Superman può essere un circo a tre piste nel mondo dei supereroi, ma raggiunge la vera grazia ogni volta che restringe il suo focus su Lois e Clark.
Il Superman di James Gunn è arrivato. Non solo con il fragore dei suoi effetti visivi, ma con qualcosa di infinitamente più potente: emozione pura. Certo, i voli mozzafiato e le sequenze d’azione digitali sono spettacolari, ma ciò che davvero incanta è l’energia viscerale che esplode quando David Corenswet e Rachel Brosnahan si trovano insieme sullo schermo. È un’alchimia che trascende il cinema: uno scambio di sguardi, un sorriso, una scintilla—ogni gesto vibra d’anima.
Clark e Lois, in questa nuova incarnazione, non si limitano a interpretare ruoli. Vivono. Respirano. Sentono. Brosnahan scolpisce una Lane indomita, brillante, capace di farci credere con ogni battuta di essere una giornalista che tiene il mondo in pugno e custodisce i suoi Pulitzer come medaglie di guerra. E Superman? È vulnerabile, tenero, ironico. È umano, prima ancora che alieno.
Gunn ha capito che il vero potere di Superman non è la forza bruta o la capacità di volare, ma il suo sguardo limpido sull’umanità. E nel primo atto, tra le scrivanie e le frenetiche routine del Daily Planet, sentiamo il battito di un racconto che ci ricorda perché amiamo da quasi un secolo questi archetipi. La scena in cui Clark, con disarmante innocenza, risponde a Lois “Forse quello è punk rock?” dopo che lei lo ha definito un idealista incallito, è poesia pop. Un frammento che racchiude l’essenza di Superman.
Ma il film non può restare fermo lì. Deve correre, saltare ostacoli imposti dalle esigenze di universo condiviso, dalla logica aziendale. Ed eccolo che Gunn dispiega il suo arsenale narrativo: alieni colossali, metahumani in costume, guerre segrete e complotti politici. Eppure, anche nel caos, emerge la sua mano: ogni personaggio, ogni battaglia ha una risonanza emotiva. E sì, anche Krypto, il supercane, non è solo un colpo di marketing—è un piccolo miracolo peloso che strappa sorrisi e regala momenti sinceri.
E Lex Luthor? Nicholas Hoult lo dipinge con colori sinistri e inquietanti: non è solo l’antagonista. È il riflesso distorto del narcisismo moderno, ossessionato da un eroe che non può controllare né comprendere. Il suo piano è agghiacciante nella sua credibilità—un attacco ai simboli, ai valori, alla speranza.

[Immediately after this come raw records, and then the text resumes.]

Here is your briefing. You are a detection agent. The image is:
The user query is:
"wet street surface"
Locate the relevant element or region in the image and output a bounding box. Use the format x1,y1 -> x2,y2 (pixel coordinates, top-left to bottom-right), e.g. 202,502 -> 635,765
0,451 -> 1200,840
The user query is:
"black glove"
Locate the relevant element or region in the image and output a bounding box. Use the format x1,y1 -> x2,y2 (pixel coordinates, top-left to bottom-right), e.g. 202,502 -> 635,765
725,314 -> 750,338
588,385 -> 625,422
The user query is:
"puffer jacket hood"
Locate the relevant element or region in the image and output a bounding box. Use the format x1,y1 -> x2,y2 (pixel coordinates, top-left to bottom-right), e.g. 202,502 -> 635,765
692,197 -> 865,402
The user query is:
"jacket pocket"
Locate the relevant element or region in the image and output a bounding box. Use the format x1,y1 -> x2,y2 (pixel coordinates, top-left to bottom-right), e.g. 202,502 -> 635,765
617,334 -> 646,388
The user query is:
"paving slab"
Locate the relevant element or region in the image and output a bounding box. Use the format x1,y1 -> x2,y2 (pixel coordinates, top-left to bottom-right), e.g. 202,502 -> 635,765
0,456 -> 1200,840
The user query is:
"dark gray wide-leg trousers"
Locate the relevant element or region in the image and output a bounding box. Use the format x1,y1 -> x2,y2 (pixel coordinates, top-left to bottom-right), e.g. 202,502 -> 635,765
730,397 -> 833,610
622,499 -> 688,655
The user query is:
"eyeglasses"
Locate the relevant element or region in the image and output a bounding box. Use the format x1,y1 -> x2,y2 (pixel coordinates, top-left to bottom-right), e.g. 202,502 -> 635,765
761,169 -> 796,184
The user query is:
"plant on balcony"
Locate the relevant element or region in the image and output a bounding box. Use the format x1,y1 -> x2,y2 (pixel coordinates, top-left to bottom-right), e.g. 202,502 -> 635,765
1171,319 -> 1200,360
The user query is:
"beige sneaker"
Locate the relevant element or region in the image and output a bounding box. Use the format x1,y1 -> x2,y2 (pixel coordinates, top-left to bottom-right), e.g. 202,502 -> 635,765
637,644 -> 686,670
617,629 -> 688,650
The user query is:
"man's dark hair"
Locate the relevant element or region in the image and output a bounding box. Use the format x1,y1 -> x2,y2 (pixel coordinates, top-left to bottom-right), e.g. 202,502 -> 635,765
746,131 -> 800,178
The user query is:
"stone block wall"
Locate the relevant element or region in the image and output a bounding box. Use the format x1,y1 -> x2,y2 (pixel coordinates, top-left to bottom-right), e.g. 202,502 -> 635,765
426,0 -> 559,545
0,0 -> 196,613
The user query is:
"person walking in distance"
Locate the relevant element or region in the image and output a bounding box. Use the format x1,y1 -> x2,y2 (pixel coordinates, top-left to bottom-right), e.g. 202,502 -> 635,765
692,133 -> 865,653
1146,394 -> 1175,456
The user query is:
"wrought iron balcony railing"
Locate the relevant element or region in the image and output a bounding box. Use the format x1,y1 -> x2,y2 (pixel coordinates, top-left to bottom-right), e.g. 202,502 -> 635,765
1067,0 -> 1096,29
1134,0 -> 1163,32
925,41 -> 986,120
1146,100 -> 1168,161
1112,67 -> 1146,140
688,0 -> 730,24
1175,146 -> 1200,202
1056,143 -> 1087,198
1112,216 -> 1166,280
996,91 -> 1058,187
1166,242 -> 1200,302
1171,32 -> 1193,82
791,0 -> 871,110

Con tutte le sue trame intrecciate, Superman non si perde mai completamente. È disordinato, sì. Sovraffollato, certo. Ma Gunn infonde in ogni frame la passione che ha per questo mondo, e ci regala momenti di genuina bellezza. Le T-Spheres di Mr. Terrific, le musiche potenti che si arrendono con onore al tema immortale di John Williams, le frecciate ironiche tra Clark e Lois—tutto concorre a creare un universo dove la magia è viva.
La magia vera, però, è nella chimica perfetta tra i protagonisti. Per la prima volta da decenni, non stiamo guardando un attore che “interpreta” Superman. Stiamo guardando Superman. Punto. E Brosnahan? La miglior Lois che abbiamo mai avuto. Fiera, acuta, reale.
Gunn ha acceso una scintilla. E se saprà mantenerla viva, spogliandosi un po’ delle distrazioni del grande meccanismo, potremmo trovarci di fronte alla rinascita del mito. Non solo un film. Ma una dichiarazione d’amore al supereroe che ci ha insegnato a guardare il cielo e a credere che si può volare.